# Look at my horse, my horse is amazing!



## Can He Star (Mar 9, 2011)

awesome! he looks lovely !


----------



## Britt (Apr 15, 2008)

Very beautiful horse!


----------



## Tayla101 (Jun 9, 2012)

very handsome


----------



## Terre (Oct 23, 2011)

You do have a reason to be a proud momma. He is pretty and I don't think that there is to many pictures.


----------



## Country Woman (Dec 14, 2011)

horse and young man handsome


----------



## Ripplewind (Mar 22, 2012)

Thanks guys! ^^ I love them both!


----------



## Skyseternalangel (Jul 23, 2011)

He's a handsome horse  Love the black and flaxen in his mane!

I do the opposite.. Western saddle, English bridle :lol:

But now he's got western things.. but they're mismatched atm hehe


----------



## palominolover (Apr 28, 2010)

Such a pretty horse . He has such a handsome face.


----------



## VanillaBean (Oct 19, 2008)

Beautiful horse!

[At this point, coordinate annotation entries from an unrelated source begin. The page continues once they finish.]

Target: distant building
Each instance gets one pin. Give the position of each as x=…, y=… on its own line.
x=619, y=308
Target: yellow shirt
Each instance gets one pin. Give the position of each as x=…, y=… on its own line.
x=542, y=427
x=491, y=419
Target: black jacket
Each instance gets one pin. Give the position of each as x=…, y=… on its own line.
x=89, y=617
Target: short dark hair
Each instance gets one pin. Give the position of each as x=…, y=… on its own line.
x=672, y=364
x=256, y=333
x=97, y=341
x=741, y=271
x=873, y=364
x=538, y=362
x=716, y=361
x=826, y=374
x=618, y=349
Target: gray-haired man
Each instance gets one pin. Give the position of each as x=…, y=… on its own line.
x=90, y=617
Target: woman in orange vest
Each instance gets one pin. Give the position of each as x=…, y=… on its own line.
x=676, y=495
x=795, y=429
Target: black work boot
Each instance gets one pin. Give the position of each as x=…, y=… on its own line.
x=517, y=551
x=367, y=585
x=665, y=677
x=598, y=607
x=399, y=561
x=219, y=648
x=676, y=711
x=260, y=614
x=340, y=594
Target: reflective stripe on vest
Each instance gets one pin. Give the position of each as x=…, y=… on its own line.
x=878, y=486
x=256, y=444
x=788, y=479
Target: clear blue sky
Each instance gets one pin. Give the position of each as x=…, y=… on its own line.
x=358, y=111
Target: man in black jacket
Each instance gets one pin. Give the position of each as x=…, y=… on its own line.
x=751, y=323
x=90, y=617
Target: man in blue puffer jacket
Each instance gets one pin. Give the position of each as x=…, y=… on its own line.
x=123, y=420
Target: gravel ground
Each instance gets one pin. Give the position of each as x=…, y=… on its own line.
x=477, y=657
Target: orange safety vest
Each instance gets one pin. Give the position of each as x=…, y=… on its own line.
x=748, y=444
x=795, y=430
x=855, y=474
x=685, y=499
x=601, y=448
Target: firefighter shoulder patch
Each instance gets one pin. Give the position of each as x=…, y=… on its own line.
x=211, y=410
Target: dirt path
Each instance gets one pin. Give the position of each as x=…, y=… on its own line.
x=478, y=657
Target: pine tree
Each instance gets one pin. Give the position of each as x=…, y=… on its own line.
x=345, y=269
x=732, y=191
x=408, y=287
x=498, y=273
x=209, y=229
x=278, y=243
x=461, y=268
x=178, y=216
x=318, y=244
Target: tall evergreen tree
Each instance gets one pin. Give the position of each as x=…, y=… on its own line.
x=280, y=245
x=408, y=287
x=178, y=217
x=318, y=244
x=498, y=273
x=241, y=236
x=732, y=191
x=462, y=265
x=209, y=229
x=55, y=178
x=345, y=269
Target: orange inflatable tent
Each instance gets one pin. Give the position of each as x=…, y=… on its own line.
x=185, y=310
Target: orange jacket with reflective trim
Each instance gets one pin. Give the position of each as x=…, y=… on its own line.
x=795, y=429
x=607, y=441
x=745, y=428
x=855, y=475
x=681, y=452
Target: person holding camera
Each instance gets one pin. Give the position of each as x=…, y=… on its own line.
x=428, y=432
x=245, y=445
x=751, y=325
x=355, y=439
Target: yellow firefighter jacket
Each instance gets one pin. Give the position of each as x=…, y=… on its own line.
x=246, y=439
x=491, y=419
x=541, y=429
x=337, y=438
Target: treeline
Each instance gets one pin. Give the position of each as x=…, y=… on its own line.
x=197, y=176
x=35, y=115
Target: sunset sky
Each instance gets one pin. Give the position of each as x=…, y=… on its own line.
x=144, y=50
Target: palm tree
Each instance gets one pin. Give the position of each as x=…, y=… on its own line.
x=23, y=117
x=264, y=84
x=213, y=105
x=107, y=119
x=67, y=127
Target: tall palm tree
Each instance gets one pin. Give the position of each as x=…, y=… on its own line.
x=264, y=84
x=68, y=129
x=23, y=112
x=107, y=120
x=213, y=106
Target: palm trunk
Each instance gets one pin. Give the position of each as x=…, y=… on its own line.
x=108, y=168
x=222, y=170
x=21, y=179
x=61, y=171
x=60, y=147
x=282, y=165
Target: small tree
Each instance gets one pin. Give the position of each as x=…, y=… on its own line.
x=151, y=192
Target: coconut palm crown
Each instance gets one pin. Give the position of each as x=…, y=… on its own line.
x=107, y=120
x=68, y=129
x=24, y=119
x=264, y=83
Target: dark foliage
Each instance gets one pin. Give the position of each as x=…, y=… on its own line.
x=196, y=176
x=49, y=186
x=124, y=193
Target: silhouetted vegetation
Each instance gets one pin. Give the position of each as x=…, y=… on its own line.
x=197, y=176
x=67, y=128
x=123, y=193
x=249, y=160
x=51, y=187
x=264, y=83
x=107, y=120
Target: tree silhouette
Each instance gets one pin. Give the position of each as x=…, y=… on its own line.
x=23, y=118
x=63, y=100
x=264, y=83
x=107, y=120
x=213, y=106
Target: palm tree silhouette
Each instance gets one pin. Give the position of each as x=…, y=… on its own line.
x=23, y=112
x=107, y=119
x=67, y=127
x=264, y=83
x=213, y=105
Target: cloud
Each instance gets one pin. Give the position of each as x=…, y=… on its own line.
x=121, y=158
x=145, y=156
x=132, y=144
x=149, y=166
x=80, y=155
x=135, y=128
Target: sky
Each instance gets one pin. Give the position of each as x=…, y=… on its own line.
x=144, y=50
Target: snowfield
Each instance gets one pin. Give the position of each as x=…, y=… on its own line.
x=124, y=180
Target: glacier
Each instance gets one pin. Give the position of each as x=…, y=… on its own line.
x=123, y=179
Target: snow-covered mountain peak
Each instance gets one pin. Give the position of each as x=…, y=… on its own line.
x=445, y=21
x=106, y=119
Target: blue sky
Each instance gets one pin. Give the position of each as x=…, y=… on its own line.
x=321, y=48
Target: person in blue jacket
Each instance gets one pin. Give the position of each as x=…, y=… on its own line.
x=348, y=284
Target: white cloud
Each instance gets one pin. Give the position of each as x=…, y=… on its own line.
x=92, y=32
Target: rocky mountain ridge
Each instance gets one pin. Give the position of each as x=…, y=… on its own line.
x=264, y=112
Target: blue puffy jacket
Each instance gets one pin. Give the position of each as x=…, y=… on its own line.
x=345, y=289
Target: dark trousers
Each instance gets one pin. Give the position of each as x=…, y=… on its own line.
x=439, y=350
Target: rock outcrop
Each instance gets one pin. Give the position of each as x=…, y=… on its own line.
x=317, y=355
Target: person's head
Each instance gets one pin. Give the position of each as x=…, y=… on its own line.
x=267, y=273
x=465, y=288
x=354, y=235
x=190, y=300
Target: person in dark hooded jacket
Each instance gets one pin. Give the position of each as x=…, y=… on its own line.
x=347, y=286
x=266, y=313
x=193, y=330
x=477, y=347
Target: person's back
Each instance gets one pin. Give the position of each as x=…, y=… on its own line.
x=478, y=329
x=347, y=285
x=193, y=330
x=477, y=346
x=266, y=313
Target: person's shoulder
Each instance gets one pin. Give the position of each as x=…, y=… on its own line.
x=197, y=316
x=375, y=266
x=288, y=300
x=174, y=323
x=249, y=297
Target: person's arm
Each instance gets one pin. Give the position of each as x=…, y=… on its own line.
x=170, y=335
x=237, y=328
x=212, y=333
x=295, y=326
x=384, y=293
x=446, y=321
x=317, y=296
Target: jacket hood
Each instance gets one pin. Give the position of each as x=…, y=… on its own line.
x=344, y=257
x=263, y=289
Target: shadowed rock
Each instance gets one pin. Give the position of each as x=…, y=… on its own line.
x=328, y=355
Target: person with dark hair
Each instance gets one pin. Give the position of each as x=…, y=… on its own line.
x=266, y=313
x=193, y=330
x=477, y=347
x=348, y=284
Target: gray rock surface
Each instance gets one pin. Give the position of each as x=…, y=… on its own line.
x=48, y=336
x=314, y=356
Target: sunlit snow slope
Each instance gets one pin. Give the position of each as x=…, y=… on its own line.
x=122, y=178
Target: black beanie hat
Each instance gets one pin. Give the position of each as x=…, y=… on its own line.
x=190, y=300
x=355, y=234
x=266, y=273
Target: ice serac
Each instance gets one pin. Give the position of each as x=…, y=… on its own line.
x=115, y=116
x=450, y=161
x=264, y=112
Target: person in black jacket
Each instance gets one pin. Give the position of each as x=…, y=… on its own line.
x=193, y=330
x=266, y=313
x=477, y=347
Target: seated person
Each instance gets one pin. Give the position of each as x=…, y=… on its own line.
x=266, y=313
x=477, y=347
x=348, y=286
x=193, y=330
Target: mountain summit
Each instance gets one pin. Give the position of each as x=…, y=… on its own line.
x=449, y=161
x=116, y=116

You look like a great team!


----------



## Ripplewind (Mar 22, 2012)

Thanks, guys! ^^


----------



## SaddleStrings (May 15, 2012)

What a lovely boy you have!


----------



## Flibuster (Jul 7, 2012)

I love paints! Your is especially pretty, the blue eyes are just gorgeous!


----------



## shaggy (Dec 8, 2010)

I love your horse and I love his name! what breed is he? and oh BTW Your BF isn't bad looking either! lol


----------



## Kayty (Sep 8, 2009)

"Look at my horse, my horse is amazing... give him a lick, MMMM he tastes just like raisins! Have a stroke of his mane, he turns into a plane, and then he turns back again when you, tug on his winkie! EW thats dirty! Do you think so? Well I better not tell you where the lemonade is made sweet lemonade, mm sweet lemonade, sweet lemonade, yeah sweet lemonade...."
Darn it, you got that stuck in my head thanks to your thread title!!!!!!!!!

Lovely horse you have, and congratulations on successfully posting your first photo thread- may it be the first of many to come


----------



## Ripplewind (Mar 22, 2012)

shaggy said:


> I love your horse and I love his name! what breed is he? and oh BTW Your BF isn't bad looking either! lol


Thanks! His first owner gave him the name, and I think it fits well, so I kept it. He is a registered Paint gelding.

Haha, thanks. My boyfriend was just at my house, actually. I should have gotten on HF sooner so that I could show him the comments he's gotten so far, haha!


----------



## shaggy (Dec 8, 2010)

Ripplewind said:


> Thanks! His first owner gave him the name, and I think it fits well, so I kept it. He is a registered Paint gelding.
> 
> Haha, thanks. My boyfriend was just at my house, actually. I should have gotten on HF sooner so that I could show him the comments he's gotten so far, haha!


welcome =) and I think your BF is as popular as your horse!


----------



## PintoTess (Aug 18, 2010)

Kayty, I was thinking the EXACT same thing haha! Darn weird side of Youtube -_-

But VERY nice horse! Nice markings


----------



## tinyliny (Oct 31, 2009)

He's a very nicely built horse and has wonderful coloration.


----------